Toutes ces réformes planifiées, le gouvernement a bien l’intention de les mener, conforté par le caractère peu offensif de la classe ouvrière actuellement, comme a pu le montrer la lutte isolée à la SNCF. Si la bourgeoisie développe des attaques d’une telle ampleur, c’est aussi parce que l’État français doit poursuivre la modernisation de son appareil productif afin de soutenir sa compétitivité dans l’arène d’une guerre commerciale de plus en plus exacerbée et agressive face à ses concurrents, tant à l’échelle européenne que mondiale. Dans ce but, l’État doit absolument continuer à “dégraisser” son budget et ainsi faire baisser sa dette publique. Cela ne peut qu’avoir de profondes répercussions sur les conditions de vie de tous les prolétaires. Même si ce gouvernement a peu d’expérience sur la question sociale, la bourgeoisie reste vigilante et s’appuie encore avec confiance sur un encadrement syndical efficace, bien que ces derniers demeurent, eux-aussi, soumis à des luttes d’influence et de cliques en leur sein. Certains, comme FO par exemple, radicalisent déjà leur discours en vue des luttes prochaines afin de mieux stériliser toute forme de réflexion et de contestation dans la classe ouvrière.
De fait, avec Macron aux commandes, la réalité de l’exploitation capitaliste n’a pas changé et ne changera pas. Ce sera comme toujours de pire en pire ! Si sa crédibilité politique parait fragilisée actuellement par telle ou telle affaire qui dévoile les mœurs et la nature profondément bourgeoise de cette nouvelle clique au pouvoir, cela n’entravera en rien sa capacité à porter les coups contre nos conditions de vie et de travail.
La classe ouvrière devra riposter.

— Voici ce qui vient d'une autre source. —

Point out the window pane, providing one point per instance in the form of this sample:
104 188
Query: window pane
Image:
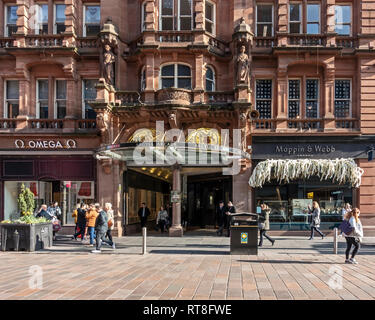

Pour cela, il lui faudra prendre confiance en ses forces et ses ressources, renouer avec son passé de luttes et retrouver son identité de classe, car le prolétariat tout au long de son histoire, a su faire preuve à maintes reprises de sa capacité à s’opposer aux plans de la bourgeoisie, avec détermination et combativité. Il a su démontrer qu’il était la seule classe capable de poser une alternative à l’échelle internationale à la société capitaliste et à son système d’exploitation en donnant une perspective à l’humanité : le communisme.